After a mastectomy, what factors determine if radiation therapy is recommended for a breast cancer patient?
Traditionally the indications for post-mastectomy radiation have been as following:
- A tumor 5cm (2 inches) or larger
- 4 or more lymph nodes involved by cancer
- Inflammatory Breast Cancer
- when the surgical margins of the mastectomy specimen are grossly or closely involved with cancer
About a decade ago, studies from Denmark and Canada revealed benefit of post-mastectomy radiation for women with 1-3 involved lymph nodes. Even though initially in the US we were slow to accepting these data, independent studies in US have convinced most of radiation oncologists in the US to recommend post-mastectomy radiation not only to post-menopausal but also premenopausal women with less than 4 lymph nodes involved.
Even though the above-mentioned factors continue to be indications for radiation after mastectomy a few challenges have been introduced to these seemingly straightforward indications in the past decade. This is mainly due to sentinel lymph node biopsy replacing most of complete axillary lymph node dissections, introductions of PET imaging and also increase in use of neoadjuvant chemotherapy.

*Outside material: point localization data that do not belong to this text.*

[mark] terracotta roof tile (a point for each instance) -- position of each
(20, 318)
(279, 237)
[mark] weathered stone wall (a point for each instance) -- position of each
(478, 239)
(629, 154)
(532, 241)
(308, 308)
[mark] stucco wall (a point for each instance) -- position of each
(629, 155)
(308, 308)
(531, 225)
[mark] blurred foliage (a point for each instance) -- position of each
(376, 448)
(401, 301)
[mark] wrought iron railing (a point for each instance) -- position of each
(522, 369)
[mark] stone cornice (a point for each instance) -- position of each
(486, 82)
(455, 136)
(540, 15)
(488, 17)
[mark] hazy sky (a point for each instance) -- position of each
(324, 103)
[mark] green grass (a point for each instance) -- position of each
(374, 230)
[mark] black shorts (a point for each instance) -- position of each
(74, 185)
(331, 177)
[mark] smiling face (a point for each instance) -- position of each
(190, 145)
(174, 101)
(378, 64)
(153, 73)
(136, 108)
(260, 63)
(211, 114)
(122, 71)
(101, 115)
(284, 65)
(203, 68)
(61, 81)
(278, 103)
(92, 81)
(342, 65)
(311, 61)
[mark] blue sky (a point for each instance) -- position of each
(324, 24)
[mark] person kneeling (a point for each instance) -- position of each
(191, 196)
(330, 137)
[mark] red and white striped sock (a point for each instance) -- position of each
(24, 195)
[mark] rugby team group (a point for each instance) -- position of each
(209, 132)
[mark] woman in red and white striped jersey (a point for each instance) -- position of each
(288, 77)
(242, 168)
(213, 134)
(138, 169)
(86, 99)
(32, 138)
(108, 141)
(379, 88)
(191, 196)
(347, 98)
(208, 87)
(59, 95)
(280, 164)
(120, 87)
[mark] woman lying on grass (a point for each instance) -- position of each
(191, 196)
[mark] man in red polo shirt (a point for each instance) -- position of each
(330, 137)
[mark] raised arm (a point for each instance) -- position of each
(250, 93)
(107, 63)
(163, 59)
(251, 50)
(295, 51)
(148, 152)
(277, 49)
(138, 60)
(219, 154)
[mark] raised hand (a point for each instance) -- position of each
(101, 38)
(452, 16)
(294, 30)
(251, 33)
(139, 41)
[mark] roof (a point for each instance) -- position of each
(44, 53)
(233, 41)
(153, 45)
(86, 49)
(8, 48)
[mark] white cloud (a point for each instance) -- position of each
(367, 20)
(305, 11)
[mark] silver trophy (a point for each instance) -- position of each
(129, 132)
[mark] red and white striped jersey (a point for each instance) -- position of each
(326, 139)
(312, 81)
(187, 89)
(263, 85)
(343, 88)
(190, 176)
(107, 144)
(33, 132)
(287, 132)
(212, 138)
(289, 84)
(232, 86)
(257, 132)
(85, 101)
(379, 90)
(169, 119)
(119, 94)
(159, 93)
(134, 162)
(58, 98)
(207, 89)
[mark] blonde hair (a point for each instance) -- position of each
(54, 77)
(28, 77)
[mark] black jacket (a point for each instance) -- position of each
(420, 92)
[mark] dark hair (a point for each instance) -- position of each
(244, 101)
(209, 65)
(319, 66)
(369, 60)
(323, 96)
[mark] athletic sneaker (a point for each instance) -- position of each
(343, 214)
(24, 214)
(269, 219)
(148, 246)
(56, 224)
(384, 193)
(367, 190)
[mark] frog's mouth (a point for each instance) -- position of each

The challenge sentinel lymph node biopsy has introduced is that often the number of lymph nodes removed are less than 4. The question of whether additional nodes need to be removed if one or more of these sentinel lymph nodes are involved, has been subject of debate amongst surgical, radiation and medical oncology experts for years. The recent publication of the results of the American College of Surgeons Oncology Group trial (Z0011) put this issue to rest because it showed that completion axillary dissection in these patients did not add local control or survival benefit. But it also left radiation oncologists in a dilemma regarding the necessity for irradiating the lymph nodes for patients with positive SLNs who do not undergo ALND is uncertain. So this issue is often addressed by assessing the individual’s risk of having residual disease in the axilla.
When chemotherapy is administered prior to mastectomy, it can potentially completely destroy the cancer cells. That is an ideal outcome but would not eliminate the need for mastectomy. In such a scenario, the challenge for the radiation oncologist is whether postmastectomy radiation is necessary or not. If a sentinel node biopsy is performed prior to the administration of chemotherapy, the status of the lymph nodes prior to chemotherapy may provide helpful information regarding this dilemma, otherwise the radiation oncologist does not have such a basis for making the recommendation. The jury is still out on this issue and individualized recommendations must be based on taking other factors predictive of risk of local recurrence.
PET scans might suggest involvement of internal mammary nodes. Because of the risk of false-positivity and the fact that these nodes are not normally sampled or dissected, the decision regarding treating these potential positive lymph nodes by irradiating them becomes another subject of discussion at tumor boards.
So as you can appreciate, practice of radiation oncology, like many other fields in medicine is moving away from one size fits all towards individualized medicine.